Guts – Philantropiques

Il aura fallu d’un Hip Hop After All en 2014 pour que Guts tutoie enfin les sommets. On avait laissé le beatmaker, ex-Alliance Ethnik, avec un Eternal trois années plus tard témoignant de sa production toujours aussi versatile et colorée (chroniqué ici). De l’eau a coulé sous les ponts et le voici de retour avec un tout nouveau projet intitulé Philantropiques.

Maintenant qu’il a acquiert une certaine notoriété, le fondateur du label Pura Vida Sounds (qui est une subdivision de chez Heavenly Sweetness) a décidé d’élargir son spectre musical.
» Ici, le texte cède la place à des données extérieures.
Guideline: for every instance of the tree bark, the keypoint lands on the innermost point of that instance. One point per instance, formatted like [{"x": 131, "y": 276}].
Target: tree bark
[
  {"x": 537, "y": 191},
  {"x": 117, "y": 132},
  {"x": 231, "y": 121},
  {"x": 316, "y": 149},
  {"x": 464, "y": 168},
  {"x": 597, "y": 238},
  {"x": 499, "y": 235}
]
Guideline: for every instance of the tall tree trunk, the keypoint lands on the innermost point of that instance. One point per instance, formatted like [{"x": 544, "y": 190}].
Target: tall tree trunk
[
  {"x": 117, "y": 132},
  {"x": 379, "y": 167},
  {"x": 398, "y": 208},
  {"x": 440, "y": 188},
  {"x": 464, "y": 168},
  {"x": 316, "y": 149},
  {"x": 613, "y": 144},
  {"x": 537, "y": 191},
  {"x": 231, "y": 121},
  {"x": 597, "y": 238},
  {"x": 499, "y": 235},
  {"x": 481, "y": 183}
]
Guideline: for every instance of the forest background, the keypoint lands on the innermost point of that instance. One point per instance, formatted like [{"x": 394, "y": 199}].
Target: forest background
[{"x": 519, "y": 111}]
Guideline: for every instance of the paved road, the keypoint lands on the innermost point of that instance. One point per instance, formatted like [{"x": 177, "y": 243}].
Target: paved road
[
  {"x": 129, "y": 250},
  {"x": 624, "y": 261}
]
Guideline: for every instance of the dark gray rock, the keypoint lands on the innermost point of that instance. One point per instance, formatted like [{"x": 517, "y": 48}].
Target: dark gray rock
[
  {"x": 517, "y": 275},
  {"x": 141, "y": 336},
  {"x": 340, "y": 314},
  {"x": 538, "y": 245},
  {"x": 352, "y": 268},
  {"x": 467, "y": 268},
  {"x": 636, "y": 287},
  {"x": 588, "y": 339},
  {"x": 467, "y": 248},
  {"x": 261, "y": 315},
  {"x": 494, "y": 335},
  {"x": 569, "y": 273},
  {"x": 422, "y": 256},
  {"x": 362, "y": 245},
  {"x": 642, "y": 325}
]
S’éloignant du courant beatmaking pur et dur, il s’improvise comme chef-d’orchestre sur Philantropiques où il est accompagné désormais d’un live band qui se veut être un carrefour musical de toutes les influences du monde. Il suffit d’écouter le premier morceau poétique « Voyaging Bird » de 7 minutes conviant le musicien multi-instrumentiste haïtien Jowee Omicil pour se rendre compte que Guts possède un amour infini pour la world music et ce nouveau disque est placé sous le signe de l’Afrique et des Caraïbes.

Et on n’est pas au bout de nos surprises car les prestigieux invités tirent leur épingle du jeu face à ces compositions chaleureuses et dansantes venues d’ailleurs que nous concocte le beatmaker. Que ce soit l’angolais Zum Zum sur la semba ensoleillée de « Mucagiami » ou même la chanteuse jazz brésilienne Catia Werneck sur « Já Não Há Mais Paz » faisant un détour vers Rio de Janeiro en passant par le légendaire tandem brésilien Pinduca et Nazaré Pereira qui illuminent « Nosso Carimbó é do Mundo », Philantropiques est une invitation à la fête et à faire le tour du monde suite à ces Beach Diggin » que Guts nous concoctait auprès de son associé Mambo. Bien évidemment, on retrouve des guests on ne peut plus connu comme le duo Djeudjoah & Lieutenant Nicholson sur le groove fiévreux de « Groove Ma Poule » ou bien même Pat Kalla sur l’afro-disco nommé « Daddy Sweet » où cela sonnerait presque comme un inédit de Voilaaa mais impossible de ne pas bouger aux rythmes afro-tropicaux de « Li Dous Konsa », le sample vocal afro hypnotique de « Kenké Corner » et les airs afrobeat de « Bougé Bagay La » tout comme le plus funky « Shake It and Rise Up ».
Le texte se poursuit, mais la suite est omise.